To create this pivot table, we can use pivot_table, which takes an index keyword argument, a columns keyword argument, and a values keyword argument:
(
df
.pivot_table(index='date',
columns='sector',
values='trade_balance')
)The returned data frame contains 128 rows (one for each month of data) and 21 columns (one for each sector), so it's a bit hard to read. But really, we're only interested in the first last rows of the data frame, which we can retrieve using iloc and a fancy index, the list [0, -1]. Row index 0 is the first, and row index -1 is the last , and because we're using iloc, the actual index doesn't matter.
This returned a two-row data frame. I ran diff on that, resulting in a new data frame with the same index as columns as the two-row one on which diff ran, but with NaN in the first row and the differences in the second row. A second call to iloc[-1] retrieved just the final row. I then invoked agg, which lets us run multiple aggregation methods, and I passed nlargest and nsmallest in a list:
(
df
.pivot_table(index='date',
columns='sector',
values='trade_balance')
.iloc[[0,-1]]
.diff()
.iloc[-1]
.agg(['nlargest', 'nsmallest'])
)The result is a bit hard to read, so I'll first show the largest and then the smallest separately.
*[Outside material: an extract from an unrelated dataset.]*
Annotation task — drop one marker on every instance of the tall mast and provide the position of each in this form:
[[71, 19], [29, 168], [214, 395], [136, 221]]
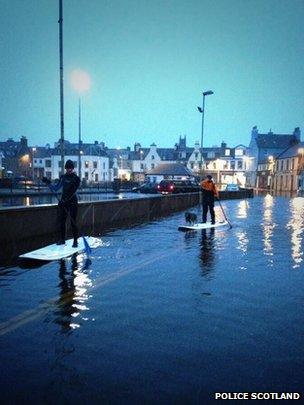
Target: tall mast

Also, I decided to use apply along with str.format to add commas to the numbers, using this code:
(
df
.pivot_table(index='date',
columns='sector',
values='trade_balance')
.iloc[[0,-1]]
.diff()
.iloc[-1]
.nlargest()
.apply('{:,}'.format)
)Here's the result:
sector 2025-08-01 00:00:00
Petroleum & Coal Products 3,170,097,796.0
Primary Metal Products 3,005,775,552.0
Chemicals 265,952,938.0
Printed Matter & Related Products -119,460,214.0
Transportation Equipment -167,983,537.0We can see that since 2015, when this data was first collected, the US has increased its net monthly petroleum exports by $3.17 billion, and primary metal products by another $3 billion. Not too shabby!
But not all is rosy: Even within the "largest, best" trade balances, we see that only three are positive. The 4th and 5th place sectors, printed matter and transportation equipment, now export less (and import more) than was the case 10 years ago. And that's in the "5 best" list!
We can similarly get the 5 sectors in which the trade deficit has gotten the largest:
(
df
.pivot_table(index='date',
columns='sector',
values='trade_balance')
.iloc[[0,-1]]
.diff()
.iloc[-1]
.nsmallest()
.apply('{:,}'.format)
)Here, I used nsmallest, as you might expect. The result:
sector 2025-08-01 00:00:00
Computer & Electronic Products -18,907,059,148.0
Electrical Equipment, Appliances & Components -7,471,428,226.0
Machinery, Except Electrical -4,135,922,574.0
Food Manufactures -3,375,186,561.0
Miscellaneous Manufactured Commodities -2,551,986,559.0In other words, the US is now importing, on a monthly basis, $18 billion more in computer and electronic products than was the case 10 years ago. with another $7 billion in electric equipment and appliances.
Again, many economists wouldn't necessarily say that a trade deficit is a bad thing, especially given that the US is now exporting services to much of the world, so it's OK to buy manufactured goods. Of course, that doesn't necessarily help the people who want the factory jobs — or at least hope that they might be able to get one.